November 17th 1898. Impartial Reporter.  BALLYSHANNON.  THE WORKHOUSE MASTERS DEATH.  HAWKER CHARGED WITH MANSLAUGHTER.  On Thursday at the coroner’s inquiry into the sudden death of Mr. Patrick Gavigan master of the Ballyshannon Workhouse, the circumstances of which have already been reported, two witnesses named Holland and J.  Cleary deposed to seeing the deceased receiving two blows on Saturday from a man named Charles Flanagan, a hawker.  Medical testament was to the effect that deceased suffered from diseased brain and that death resulted from extravasation of blood on the surface of the brain which might have been caused by a fall on the back or a blow on the side of the head.  The jury found that deceased died from extravasation of blood on the surface of the brain and that death was accelerated by a blow or by blows received on Saturday night from one Charles Flanagan.  Flanagan is in custody.  The prisoner has been returned for trial to the Ulster Winter Assizes at Belfast.

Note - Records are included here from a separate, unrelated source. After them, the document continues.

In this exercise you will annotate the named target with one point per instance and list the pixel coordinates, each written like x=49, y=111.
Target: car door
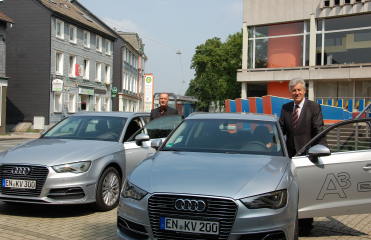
x=338, y=184
x=158, y=128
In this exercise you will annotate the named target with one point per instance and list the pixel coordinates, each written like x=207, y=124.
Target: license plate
x=22, y=184
x=191, y=226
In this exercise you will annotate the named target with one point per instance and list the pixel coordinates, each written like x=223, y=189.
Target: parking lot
x=29, y=221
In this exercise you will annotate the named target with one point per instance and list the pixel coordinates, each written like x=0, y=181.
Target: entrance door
x=338, y=184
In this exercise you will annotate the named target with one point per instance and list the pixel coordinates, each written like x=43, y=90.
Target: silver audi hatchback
x=82, y=159
x=228, y=176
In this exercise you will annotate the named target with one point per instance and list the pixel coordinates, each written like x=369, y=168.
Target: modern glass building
x=325, y=42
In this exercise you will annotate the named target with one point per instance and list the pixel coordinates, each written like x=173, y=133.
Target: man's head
x=297, y=89
x=164, y=99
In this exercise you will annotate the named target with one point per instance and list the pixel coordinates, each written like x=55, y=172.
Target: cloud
x=125, y=26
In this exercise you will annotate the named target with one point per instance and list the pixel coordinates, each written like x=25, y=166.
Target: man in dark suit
x=300, y=121
x=164, y=109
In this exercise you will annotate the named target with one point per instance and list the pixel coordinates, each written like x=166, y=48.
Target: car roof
x=243, y=116
x=113, y=114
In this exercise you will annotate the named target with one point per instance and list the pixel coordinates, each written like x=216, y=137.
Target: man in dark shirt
x=164, y=109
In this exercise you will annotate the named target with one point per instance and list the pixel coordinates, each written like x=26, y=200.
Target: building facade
x=60, y=61
x=325, y=42
x=5, y=23
x=131, y=97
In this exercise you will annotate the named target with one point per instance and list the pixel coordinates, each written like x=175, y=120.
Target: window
x=98, y=104
x=71, y=103
x=98, y=66
x=59, y=29
x=59, y=63
x=98, y=44
x=106, y=104
x=107, y=74
x=72, y=62
x=86, y=39
x=279, y=45
x=344, y=40
x=108, y=47
x=73, y=34
x=86, y=68
x=57, y=102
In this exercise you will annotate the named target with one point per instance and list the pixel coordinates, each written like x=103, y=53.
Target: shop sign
x=86, y=91
x=57, y=85
x=114, y=92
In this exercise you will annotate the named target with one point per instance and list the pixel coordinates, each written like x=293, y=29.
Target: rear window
x=226, y=136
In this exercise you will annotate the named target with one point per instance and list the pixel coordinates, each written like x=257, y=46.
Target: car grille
x=220, y=210
x=37, y=173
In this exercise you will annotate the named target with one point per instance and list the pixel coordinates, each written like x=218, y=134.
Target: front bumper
x=51, y=187
x=266, y=224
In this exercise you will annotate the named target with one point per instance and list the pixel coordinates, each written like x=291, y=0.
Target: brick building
x=60, y=61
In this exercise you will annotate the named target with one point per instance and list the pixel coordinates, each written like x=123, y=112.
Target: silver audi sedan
x=228, y=176
x=82, y=159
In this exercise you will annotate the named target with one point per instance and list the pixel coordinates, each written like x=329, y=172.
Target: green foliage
x=216, y=65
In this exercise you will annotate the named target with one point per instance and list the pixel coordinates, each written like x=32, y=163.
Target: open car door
x=336, y=180
x=138, y=146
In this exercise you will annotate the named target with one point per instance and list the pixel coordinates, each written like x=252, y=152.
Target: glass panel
x=251, y=52
x=348, y=22
x=160, y=127
x=348, y=47
x=363, y=90
x=88, y=128
x=226, y=136
x=279, y=29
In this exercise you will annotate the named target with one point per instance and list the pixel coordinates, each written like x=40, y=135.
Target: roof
x=66, y=8
x=111, y=114
x=5, y=18
x=242, y=116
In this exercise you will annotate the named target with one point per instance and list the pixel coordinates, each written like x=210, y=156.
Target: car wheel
x=296, y=233
x=108, y=190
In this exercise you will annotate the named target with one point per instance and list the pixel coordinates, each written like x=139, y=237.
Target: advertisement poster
x=148, y=93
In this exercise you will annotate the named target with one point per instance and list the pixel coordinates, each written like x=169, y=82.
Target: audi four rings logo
x=21, y=170
x=190, y=205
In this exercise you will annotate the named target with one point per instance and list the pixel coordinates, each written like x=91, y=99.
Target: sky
x=167, y=26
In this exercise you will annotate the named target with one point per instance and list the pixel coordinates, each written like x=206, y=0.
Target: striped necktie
x=295, y=116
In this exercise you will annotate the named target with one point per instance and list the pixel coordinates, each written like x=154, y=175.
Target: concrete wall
x=2, y=48
x=64, y=46
x=261, y=12
x=28, y=60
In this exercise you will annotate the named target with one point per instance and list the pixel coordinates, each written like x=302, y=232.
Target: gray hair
x=295, y=81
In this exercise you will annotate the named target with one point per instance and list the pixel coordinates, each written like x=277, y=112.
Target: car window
x=345, y=136
x=160, y=127
x=226, y=136
x=88, y=128
x=134, y=125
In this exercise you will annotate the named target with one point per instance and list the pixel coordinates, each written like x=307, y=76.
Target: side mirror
x=141, y=138
x=318, y=151
x=156, y=143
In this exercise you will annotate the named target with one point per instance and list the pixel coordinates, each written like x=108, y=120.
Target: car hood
x=53, y=151
x=213, y=174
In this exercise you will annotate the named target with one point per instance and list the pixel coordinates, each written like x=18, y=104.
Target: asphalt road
x=40, y=222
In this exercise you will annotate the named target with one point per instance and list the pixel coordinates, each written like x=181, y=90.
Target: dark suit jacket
x=310, y=123
x=170, y=111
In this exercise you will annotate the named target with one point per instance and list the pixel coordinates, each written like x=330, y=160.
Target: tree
x=216, y=65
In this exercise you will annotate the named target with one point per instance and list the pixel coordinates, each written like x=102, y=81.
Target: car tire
x=108, y=190
x=296, y=233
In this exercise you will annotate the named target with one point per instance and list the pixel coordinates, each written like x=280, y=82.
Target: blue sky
x=167, y=26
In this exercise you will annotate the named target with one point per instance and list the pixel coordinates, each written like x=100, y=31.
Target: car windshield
x=226, y=136
x=100, y=128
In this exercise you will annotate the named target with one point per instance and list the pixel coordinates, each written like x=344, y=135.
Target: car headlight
x=273, y=200
x=131, y=191
x=78, y=167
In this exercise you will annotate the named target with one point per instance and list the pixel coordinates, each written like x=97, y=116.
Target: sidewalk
x=18, y=136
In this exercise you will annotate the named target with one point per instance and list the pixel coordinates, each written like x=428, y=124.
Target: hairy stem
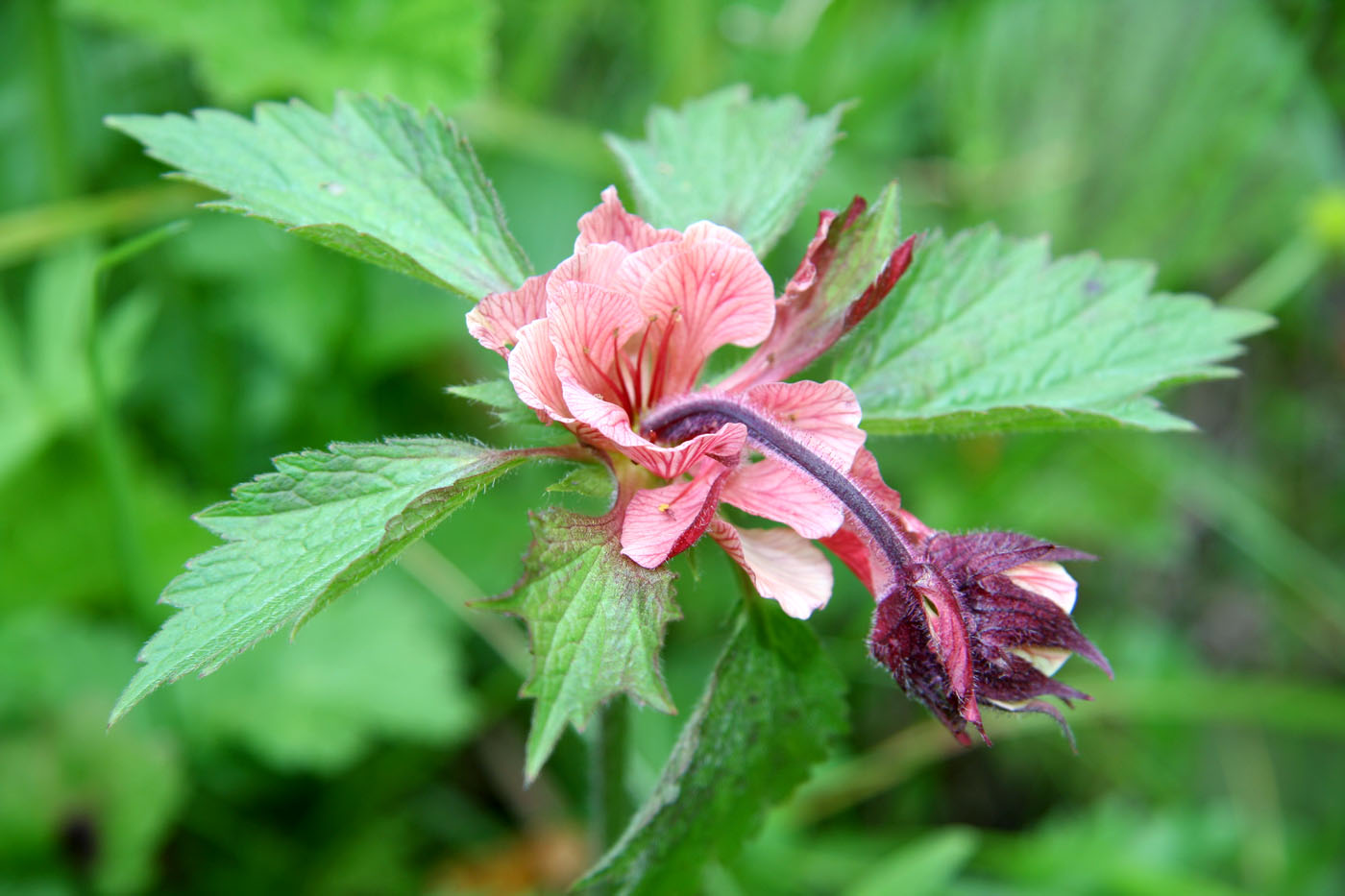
x=706, y=413
x=609, y=805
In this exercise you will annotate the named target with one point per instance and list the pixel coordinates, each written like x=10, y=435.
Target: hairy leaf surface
x=302, y=536
x=744, y=163
x=596, y=620
x=988, y=334
x=376, y=180
x=770, y=709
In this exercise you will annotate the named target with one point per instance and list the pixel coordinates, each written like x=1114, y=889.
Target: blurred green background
x=152, y=355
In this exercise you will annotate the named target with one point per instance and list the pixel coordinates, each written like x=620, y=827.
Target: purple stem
x=688, y=417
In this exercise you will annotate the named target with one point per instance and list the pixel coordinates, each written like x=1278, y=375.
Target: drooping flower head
x=623, y=327
x=612, y=345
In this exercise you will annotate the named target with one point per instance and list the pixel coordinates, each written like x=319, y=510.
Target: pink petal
x=531, y=369
x=662, y=522
x=589, y=326
x=723, y=446
x=611, y=222
x=705, y=230
x=497, y=319
x=639, y=265
x=705, y=296
x=1048, y=579
x=776, y=490
x=856, y=554
x=596, y=264
x=851, y=543
x=948, y=635
x=826, y=412
x=782, y=566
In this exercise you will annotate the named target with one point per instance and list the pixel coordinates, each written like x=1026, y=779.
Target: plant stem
x=609, y=804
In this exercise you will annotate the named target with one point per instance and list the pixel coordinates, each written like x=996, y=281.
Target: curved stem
x=706, y=413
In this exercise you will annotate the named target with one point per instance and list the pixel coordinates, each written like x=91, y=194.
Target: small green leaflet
x=249, y=49
x=744, y=163
x=770, y=709
x=299, y=537
x=376, y=180
x=988, y=334
x=596, y=620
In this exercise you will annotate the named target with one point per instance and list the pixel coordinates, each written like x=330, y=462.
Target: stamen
x=661, y=365
x=618, y=358
x=639, y=365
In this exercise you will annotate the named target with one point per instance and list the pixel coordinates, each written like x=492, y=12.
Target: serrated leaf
x=744, y=163
x=376, y=180
x=988, y=334
x=379, y=664
x=596, y=620
x=770, y=709
x=300, y=537
x=251, y=49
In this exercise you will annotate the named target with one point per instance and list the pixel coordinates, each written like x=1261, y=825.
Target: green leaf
x=988, y=334
x=596, y=620
x=420, y=50
x=591, y=480
x=57, y=674
x=376, y=180
x=300, y=537
x=379, y=664
x=500, y=396
x=744, y=163
x=770, y=709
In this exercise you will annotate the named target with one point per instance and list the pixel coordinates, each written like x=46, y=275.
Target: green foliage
x=596, y=620
x=300, y=537
x=863, y=251
x=744, y=163
x=47, y=359
x=770, y=712
x=925, y=865
x=60, y=772
x=988, y=334
x=379, y=664
x=376, y=180
x=420, y=50
x=1186, y=132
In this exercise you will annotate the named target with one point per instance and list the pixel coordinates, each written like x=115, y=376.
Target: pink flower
x=612, y=343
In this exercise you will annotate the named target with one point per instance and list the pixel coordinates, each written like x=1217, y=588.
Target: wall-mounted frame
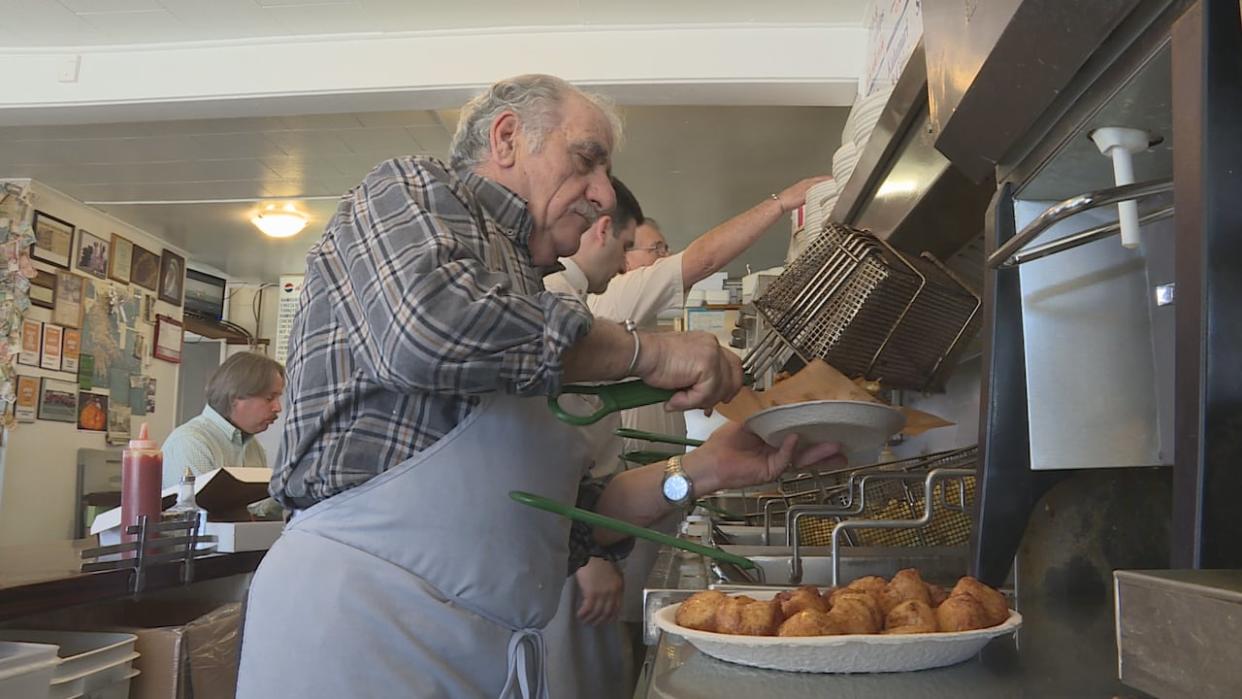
x=54, y=240
x=169, y=337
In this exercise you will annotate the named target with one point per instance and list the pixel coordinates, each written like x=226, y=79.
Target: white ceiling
x=691, y=168
x=96, y=22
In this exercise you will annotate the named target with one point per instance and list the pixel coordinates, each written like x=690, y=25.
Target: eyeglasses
x=658, y=250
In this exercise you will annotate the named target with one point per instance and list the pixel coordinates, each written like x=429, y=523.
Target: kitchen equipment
x=867, y=309
x=594, y=519
x=857, y=426
x=1178, y=631
x=857, y=653
x=26, y=669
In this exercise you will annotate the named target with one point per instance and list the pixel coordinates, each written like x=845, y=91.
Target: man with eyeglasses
x=655, y=282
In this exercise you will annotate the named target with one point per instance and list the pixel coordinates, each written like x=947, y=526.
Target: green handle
x=656, y=437
x=645, y=457
x=714, y=509
x=594, y=519
x=614, y=397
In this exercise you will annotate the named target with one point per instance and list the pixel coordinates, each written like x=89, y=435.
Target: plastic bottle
x=142, y=472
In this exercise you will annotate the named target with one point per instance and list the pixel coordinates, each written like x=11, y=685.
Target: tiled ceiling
x=692, y=166
x=97, y=22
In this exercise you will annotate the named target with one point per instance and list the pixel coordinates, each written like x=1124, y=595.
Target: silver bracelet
x=637, y=345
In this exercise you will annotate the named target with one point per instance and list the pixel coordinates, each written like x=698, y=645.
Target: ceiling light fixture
x=280, y=222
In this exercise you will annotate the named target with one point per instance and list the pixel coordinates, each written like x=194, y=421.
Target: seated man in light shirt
x=244, y=399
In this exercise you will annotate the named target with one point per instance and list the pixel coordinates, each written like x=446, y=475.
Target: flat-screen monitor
x=204, y=296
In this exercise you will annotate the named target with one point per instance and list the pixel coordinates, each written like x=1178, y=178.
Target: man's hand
x=734, y=457
x=795, y=195
x=694, y=364
x=601, y=585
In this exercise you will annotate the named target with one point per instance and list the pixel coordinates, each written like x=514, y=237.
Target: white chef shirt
x=642, y=294
x=208, y=442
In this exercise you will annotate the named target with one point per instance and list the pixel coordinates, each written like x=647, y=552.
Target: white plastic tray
x=853, y=653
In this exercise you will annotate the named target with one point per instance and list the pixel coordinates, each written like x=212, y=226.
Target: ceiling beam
x=789, y=65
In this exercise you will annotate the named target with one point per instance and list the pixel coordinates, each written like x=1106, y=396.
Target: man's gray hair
x=535, y=98
x=242, y=375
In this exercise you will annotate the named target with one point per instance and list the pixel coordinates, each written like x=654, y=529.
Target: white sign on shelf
x=287, y=306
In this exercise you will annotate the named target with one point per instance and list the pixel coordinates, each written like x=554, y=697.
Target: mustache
x=586, y=210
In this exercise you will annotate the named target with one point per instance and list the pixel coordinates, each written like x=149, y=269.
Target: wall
x=959, y=404
x=40, y=458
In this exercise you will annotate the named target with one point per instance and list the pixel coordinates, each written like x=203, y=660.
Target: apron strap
x=527, y=646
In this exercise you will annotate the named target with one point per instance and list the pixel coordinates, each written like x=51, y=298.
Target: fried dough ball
x=912, y=616
x=906, y=585
x=699, y=610
x=992, y=601
x=870, y=582
x=809, y=622
x=856, y=613
x=745, y=616
x=937, y=594
x=805, y=597
x=960, y=612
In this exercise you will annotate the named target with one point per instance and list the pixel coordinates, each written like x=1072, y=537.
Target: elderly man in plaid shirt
x=420, y=363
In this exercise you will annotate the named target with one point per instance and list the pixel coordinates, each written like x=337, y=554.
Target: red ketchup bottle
x=142, y=473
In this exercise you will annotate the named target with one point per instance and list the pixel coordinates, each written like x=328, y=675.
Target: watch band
x=673, y=471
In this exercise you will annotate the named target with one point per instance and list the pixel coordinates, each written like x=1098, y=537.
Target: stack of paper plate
x=865, y=116
x=819, y=204
x=843, y=162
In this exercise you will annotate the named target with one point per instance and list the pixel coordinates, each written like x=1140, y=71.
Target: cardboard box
x=222, y=494
x=186, y=649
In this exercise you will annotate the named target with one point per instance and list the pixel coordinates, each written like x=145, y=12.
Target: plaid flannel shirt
x=419, y=298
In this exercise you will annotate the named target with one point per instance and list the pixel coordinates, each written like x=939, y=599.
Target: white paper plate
x=857, y=426
x=856, y=653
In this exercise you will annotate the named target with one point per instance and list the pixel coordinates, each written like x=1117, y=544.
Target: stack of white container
x=90, y=664
x=861, y=122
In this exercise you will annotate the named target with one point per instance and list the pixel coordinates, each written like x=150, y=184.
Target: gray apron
x=426, y=580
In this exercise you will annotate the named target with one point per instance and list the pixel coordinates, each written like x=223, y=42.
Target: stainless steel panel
x=1143, y=103
x=943, y=565
x=1178, y=632
x=1092, y=396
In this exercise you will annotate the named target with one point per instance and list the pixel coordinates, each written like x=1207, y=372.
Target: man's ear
x=504, y=139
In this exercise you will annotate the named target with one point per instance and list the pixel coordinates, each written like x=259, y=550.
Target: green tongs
x=595, y=519
x=614, y=397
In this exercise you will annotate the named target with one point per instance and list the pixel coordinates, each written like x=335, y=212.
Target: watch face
x=677, y=488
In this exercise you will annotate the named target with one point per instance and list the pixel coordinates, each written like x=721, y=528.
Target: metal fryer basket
x=867, y=309
x=950, y=523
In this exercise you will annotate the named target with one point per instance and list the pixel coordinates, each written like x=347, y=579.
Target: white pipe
x=1118, y=143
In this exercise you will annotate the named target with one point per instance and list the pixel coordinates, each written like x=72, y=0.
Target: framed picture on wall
x=54, y=337
x=27, y=399
x=57, y=401
x=121, y=257
x=168, y=339
x=70, y=288
x=92, y=412
x=31, y=342
x=54, y=240
x=172, y=277
x=144, y=268
x=92, y=255
x=42, y=289
x=71, y=350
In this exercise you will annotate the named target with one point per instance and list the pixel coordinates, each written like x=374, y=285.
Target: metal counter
x=1061, y=651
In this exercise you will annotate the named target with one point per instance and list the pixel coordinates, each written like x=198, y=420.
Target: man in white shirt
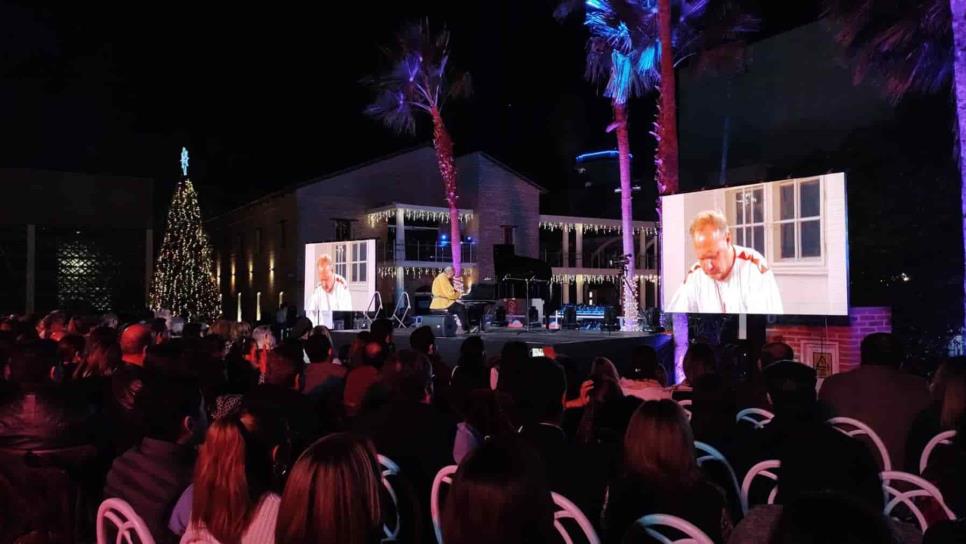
x=332, y=293
x=727, y=278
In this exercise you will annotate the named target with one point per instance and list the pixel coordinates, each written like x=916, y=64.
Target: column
x=31, y=273
x=149, y=264
x=579, y=248
x=566, y=247
x=399, y=255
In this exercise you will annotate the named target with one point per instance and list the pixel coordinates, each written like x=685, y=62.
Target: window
x=749, y=217
x=800, y=220
x=358, y=262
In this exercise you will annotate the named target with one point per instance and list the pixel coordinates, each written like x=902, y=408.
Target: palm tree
x=420, y=80
x=916, y=46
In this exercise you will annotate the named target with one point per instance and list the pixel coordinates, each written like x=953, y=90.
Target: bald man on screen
x=727, y=278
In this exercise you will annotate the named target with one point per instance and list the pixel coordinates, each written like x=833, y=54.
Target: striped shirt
x=261, y=530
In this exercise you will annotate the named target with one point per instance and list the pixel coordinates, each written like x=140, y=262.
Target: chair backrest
x=443, y=478
x=914, y=487
x=685, y=405
x=652, y=525
x=568, y=510
x=765, y=469
x=707, y=453
x=758, y=417
x=389, y=468
x=127, y=523
x=943, y=438
x=855, y=428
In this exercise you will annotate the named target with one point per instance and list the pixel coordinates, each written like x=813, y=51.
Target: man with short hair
x=152, y=475
x=879, y=394
x=727, y=278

November 10th 1898.  ELECTION REJOICING IN KESH.  A GENERAL ILLUMINATION.  At 12.30 Wednesday the 2nd inst. a special wire conveyed the news that E.  M.  Archdale, Esq.  D.L, was declared our member for North Fermanagh.  Messengers were dispatched with the expected news to the supporters of Mr. Archdale who reside in remote corners of the district.  Ere the shades of night fell hundreds were seen, old and young, to make their way to the village to join in the rejoicing over the victory of Mr. Archdale.  As soon as darkness arrived in large bonfire was lighted on Dromard Hill and other hills to the north of Kesh.  Gunshots and ringing cheers everywhere echoed the news through the air that a Fermanagh man was the representative of Fermanagh men in the British House of Parliament.  Looking from an eminence above the old barracks, Kesh had the appearance of a portion of some great city animated with electric lights.  Every house, Unionist and Nationalist, was lighted to such an extent that the aspect of the village was most striking and for the first time the street lamps were all aglow.  At 7.30 tar barrels were brought into requisition by Mr. J.  Aiken, junior and located in the Fairgreen, then a torchlight procession marched from the vicinity of the Orange Hall through and around the village and finally took its stand where the tar barrels were placed.  After prolonged cheering for Mr. Archdale had ceased, Mr. W. J. May presided as chairman and gave a splendid address.  Dr. A. Aiken addressed those present of all creeds and classes on the occasion of their coming together to pay all honour they could to one worthy of their highest congratulations, Mr. E. M. Archdale.  (Cheers) Mr. Campbell, Mister J. Martin and others gave addresses.  Loud cheers were given for Mr. Archdale before quitting the Fairgreen.  Afterwards speaking and singing where continued in the Markethouse to a late hour.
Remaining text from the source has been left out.